As I promised, - it's just a few lines. In default configuration Caddy is trying to get Let's Encrypt and adding tls internal prevents it from doing so. Instead of requesting certificate Caddy generates new, self-signed certificate. Note, it's not valid from the outer world's perspective so that the web browser would display an SSL error message.

Mixed configuration - Let's Encrypt without Cloudflare

I like how easy to add a new host to the Caddy. Few lines and the new virtual host is configured to obtain Let's Encrypt certificates automatically.

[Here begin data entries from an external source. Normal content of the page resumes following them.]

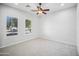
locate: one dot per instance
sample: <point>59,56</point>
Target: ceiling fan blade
<point>34,10</point>
<point>45,9</point>
<point>44,13</point>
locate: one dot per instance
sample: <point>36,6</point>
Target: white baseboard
<point>14,43</point>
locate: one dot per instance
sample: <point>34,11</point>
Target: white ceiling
<point>52,6</point>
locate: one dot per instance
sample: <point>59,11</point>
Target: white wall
<point>77,25</point>
<point>60,26</point>
<point>9,40</point>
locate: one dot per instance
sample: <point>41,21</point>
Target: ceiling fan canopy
<point>40,9</point>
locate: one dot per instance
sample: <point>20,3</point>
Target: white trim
<point>14,43</point>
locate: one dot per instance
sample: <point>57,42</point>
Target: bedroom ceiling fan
<point>40,10</point>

In my particular case, I want a mixed configuration:

  • Some hosts are served directly from Caddy server
  • Other hosts are behind Cloudflare, so clients are not directly communicating with Caddy {  # this website is behind CloudFlare
    tls internal
    reverse_proxy myweb-site-ip-address-or-docker-host:80
} { # this website is accessed directly from browser
    reverse_proxy myotherwebsite-ip-address-or-docker-host:80

See? No need to put anything special, Caddy generously protect our website by default.


With Caddy it's effortless to configure a multi-host server and even serve some website via CloudFront using a single instance of the webservice.